What a BAA actually does and what it does not

A Business Associate Agreement is a contract required by §164.504(e) that binds the vendor to safeguard PHI in specified ways. It is a real and important instrument. It is also commonly misunderstood as something stronger than it is.

A BAA requires the vendor to use PHI only for the purposes you specify, to safeguard it with appropriate administrative, physical, and technical controls, to report breaches to you within a defined timeframe, to bind any subcontractors with equivalent terms, to make PHI available for amendment and access requests under the Privacy Rule, and to return or destroy PHI at the end of the engagement when feasible. Since the 2013 Omnibus rule, a BAA also makes business associates directly liable under HIPAA for the parts of the rules that apply to them.

What a BAA does not do is more important. It does not prevent the vendor from being breached. It does not shrink the size of a reportable breach if one happens — if a vendor exposes 50,000 of your patients' records, you have a 50,000-record breach to notify on, BAA or no BAA. It does not satisfy your Security Rule risk analysis obligation, which requires you to evaluate the risks and vulnerabilities to PHI throughout your environment, including the parts you have outsourced. And it does not relieve you of the duty to actually pick a vendor that can do the job competently.

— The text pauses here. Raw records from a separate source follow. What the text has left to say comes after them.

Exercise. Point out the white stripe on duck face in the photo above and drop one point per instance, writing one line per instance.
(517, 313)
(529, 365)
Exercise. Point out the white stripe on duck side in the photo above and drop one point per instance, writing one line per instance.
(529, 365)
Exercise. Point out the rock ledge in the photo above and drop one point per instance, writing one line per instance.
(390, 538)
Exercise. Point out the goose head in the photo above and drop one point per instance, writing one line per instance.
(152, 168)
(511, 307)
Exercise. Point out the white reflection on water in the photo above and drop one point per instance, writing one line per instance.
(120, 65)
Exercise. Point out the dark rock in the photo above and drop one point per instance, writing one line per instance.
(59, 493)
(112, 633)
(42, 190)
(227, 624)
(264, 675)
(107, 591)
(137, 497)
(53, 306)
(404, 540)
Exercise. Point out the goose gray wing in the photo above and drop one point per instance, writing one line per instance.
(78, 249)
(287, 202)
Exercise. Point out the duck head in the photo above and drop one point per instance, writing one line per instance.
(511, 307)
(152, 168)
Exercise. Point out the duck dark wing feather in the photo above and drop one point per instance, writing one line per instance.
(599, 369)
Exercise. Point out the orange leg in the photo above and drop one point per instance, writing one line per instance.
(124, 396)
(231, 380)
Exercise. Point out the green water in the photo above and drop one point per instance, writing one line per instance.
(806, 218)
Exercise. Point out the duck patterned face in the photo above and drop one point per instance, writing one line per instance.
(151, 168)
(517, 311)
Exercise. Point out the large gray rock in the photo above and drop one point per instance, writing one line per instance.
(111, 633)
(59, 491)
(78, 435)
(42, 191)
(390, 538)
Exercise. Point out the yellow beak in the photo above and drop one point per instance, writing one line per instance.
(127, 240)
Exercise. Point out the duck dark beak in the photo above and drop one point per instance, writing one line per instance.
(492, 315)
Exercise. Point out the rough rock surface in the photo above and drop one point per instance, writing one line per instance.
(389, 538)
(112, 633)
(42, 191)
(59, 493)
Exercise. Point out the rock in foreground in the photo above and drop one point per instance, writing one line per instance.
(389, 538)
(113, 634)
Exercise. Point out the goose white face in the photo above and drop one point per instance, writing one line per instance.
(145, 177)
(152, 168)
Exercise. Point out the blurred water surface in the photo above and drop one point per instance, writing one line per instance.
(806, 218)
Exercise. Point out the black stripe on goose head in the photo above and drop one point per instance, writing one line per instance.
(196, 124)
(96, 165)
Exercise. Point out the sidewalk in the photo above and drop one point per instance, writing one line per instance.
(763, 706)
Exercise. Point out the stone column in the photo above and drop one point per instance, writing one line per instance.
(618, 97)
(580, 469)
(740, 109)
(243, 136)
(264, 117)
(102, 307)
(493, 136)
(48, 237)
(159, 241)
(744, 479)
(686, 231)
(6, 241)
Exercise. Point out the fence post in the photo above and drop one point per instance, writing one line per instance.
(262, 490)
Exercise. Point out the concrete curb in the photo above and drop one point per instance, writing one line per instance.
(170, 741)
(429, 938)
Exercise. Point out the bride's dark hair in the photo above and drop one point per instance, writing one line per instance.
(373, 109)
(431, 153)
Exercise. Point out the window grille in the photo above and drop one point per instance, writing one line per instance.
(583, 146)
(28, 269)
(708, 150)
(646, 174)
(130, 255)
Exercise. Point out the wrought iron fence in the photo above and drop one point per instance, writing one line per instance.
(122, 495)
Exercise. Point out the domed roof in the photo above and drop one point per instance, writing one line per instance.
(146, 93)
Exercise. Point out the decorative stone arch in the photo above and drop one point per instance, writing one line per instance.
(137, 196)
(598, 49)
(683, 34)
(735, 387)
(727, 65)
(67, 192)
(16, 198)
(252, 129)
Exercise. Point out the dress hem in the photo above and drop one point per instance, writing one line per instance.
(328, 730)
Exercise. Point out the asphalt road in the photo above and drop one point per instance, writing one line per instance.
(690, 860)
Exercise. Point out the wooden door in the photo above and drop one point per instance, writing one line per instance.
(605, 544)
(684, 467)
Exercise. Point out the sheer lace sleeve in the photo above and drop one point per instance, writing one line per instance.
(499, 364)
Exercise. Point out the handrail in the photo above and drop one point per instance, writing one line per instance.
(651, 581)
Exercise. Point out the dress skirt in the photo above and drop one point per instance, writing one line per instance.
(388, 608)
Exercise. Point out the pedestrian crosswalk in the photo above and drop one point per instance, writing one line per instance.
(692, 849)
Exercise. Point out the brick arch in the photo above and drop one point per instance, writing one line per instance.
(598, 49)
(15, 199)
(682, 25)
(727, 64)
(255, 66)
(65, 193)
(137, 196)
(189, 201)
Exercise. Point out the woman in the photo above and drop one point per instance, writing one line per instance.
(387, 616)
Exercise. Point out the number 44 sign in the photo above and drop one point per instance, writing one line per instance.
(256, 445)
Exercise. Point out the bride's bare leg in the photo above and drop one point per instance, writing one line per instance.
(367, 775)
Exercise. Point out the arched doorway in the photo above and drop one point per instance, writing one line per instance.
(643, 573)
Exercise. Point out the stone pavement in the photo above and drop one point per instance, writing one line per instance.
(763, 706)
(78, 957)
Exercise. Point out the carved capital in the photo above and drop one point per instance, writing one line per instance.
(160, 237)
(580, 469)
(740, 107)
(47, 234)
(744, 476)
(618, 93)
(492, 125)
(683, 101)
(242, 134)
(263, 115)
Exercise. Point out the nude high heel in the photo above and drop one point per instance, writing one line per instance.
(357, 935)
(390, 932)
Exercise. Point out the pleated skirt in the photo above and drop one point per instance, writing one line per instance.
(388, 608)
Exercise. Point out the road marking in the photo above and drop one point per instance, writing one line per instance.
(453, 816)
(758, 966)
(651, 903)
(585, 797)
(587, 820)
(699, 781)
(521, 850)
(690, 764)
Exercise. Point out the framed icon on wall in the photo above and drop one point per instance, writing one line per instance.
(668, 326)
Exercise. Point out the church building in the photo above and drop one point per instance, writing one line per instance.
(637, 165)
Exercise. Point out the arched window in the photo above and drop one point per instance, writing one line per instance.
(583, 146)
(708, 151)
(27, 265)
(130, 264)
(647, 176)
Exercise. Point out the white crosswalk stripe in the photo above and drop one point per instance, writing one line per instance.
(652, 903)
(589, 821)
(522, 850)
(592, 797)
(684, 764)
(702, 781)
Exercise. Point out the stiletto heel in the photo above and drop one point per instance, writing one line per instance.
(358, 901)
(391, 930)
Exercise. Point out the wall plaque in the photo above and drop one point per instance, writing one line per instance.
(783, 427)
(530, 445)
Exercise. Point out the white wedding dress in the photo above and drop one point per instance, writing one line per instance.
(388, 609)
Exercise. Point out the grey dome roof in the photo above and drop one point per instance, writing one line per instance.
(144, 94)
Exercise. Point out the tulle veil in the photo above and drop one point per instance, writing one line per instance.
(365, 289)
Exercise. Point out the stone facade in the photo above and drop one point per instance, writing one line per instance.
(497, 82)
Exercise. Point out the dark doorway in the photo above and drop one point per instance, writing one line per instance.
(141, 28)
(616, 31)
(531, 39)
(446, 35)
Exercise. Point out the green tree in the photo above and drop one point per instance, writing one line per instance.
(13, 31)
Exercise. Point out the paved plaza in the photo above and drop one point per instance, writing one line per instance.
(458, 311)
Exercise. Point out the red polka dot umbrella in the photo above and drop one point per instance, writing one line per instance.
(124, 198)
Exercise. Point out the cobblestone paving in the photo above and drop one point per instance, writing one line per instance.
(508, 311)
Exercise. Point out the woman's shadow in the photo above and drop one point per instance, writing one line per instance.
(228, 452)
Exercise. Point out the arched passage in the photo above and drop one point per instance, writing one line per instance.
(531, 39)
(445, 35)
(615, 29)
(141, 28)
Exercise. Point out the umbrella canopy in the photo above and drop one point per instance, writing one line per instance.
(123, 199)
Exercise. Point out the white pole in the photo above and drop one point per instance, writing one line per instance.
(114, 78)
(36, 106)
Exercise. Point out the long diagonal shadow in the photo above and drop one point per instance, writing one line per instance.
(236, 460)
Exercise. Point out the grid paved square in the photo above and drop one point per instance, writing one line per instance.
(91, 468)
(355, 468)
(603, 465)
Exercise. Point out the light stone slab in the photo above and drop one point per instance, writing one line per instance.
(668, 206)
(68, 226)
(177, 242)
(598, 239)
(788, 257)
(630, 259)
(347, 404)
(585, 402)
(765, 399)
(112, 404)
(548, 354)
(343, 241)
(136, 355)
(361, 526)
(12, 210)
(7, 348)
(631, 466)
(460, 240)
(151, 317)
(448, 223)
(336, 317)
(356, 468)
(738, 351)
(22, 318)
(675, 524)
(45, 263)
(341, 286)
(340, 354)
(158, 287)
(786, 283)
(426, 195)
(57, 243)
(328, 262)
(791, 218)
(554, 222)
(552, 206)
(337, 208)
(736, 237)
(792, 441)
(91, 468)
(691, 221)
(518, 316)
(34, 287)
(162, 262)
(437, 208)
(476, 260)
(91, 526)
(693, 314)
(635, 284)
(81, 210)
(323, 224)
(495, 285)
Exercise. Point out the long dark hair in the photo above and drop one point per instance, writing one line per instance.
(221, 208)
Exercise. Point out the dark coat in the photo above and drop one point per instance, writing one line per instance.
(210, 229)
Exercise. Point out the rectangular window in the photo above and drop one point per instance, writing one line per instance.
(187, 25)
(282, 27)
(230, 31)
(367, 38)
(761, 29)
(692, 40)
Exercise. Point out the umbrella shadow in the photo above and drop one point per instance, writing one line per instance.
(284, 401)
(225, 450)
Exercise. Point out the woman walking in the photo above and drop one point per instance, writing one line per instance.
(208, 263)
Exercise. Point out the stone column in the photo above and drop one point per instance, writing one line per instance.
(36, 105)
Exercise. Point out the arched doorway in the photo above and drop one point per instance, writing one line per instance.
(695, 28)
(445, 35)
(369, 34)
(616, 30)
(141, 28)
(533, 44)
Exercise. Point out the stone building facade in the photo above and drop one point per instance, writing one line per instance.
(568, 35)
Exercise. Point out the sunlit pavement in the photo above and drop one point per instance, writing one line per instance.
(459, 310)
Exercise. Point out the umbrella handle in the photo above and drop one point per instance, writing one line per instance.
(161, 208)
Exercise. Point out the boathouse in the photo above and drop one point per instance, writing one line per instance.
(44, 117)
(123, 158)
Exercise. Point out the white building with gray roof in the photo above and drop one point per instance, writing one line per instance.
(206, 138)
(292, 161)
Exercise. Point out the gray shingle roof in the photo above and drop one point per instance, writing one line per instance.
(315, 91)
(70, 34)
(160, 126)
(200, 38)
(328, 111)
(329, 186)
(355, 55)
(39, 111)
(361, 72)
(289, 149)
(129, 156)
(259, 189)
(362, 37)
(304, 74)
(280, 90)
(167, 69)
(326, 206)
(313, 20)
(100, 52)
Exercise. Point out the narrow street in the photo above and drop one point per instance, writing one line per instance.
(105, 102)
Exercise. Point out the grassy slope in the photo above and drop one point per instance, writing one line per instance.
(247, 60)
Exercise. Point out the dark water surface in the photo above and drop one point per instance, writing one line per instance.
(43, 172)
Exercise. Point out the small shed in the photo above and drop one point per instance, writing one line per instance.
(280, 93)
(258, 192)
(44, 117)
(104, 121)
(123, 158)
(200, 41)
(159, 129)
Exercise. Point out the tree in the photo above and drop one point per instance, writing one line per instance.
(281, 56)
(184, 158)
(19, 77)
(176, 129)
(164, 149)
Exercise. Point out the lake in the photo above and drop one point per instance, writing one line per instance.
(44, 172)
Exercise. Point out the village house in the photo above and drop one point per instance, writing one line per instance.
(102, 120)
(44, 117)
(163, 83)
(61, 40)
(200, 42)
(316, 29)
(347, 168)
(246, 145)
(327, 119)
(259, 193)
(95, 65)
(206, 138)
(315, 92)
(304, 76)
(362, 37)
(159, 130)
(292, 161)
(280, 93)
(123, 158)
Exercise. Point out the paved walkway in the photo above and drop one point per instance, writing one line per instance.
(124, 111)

The misreading goes like this: "we have a BAA, so the vendor is HIPAA-compliant, so uploading is fine." This is wrong on two counts. A BAA does not make a vendor HIPAA-compliant — a BAA is a contractual instrument; compliance is a question of what the vendor actually does. And the question is not whether the upload is permitted under HIPAA. It is whether the upload is the right call given the alternatives.

The mistakes that get healthcare organizations in trouble

OCR's enforcement record over the last decade is, to a degree people do not appreciate, a list of the same handful of mistakes repeated. Reading through the resolution agreements for the largest settlements is the closest thing the industry has to a study guide for what not to do.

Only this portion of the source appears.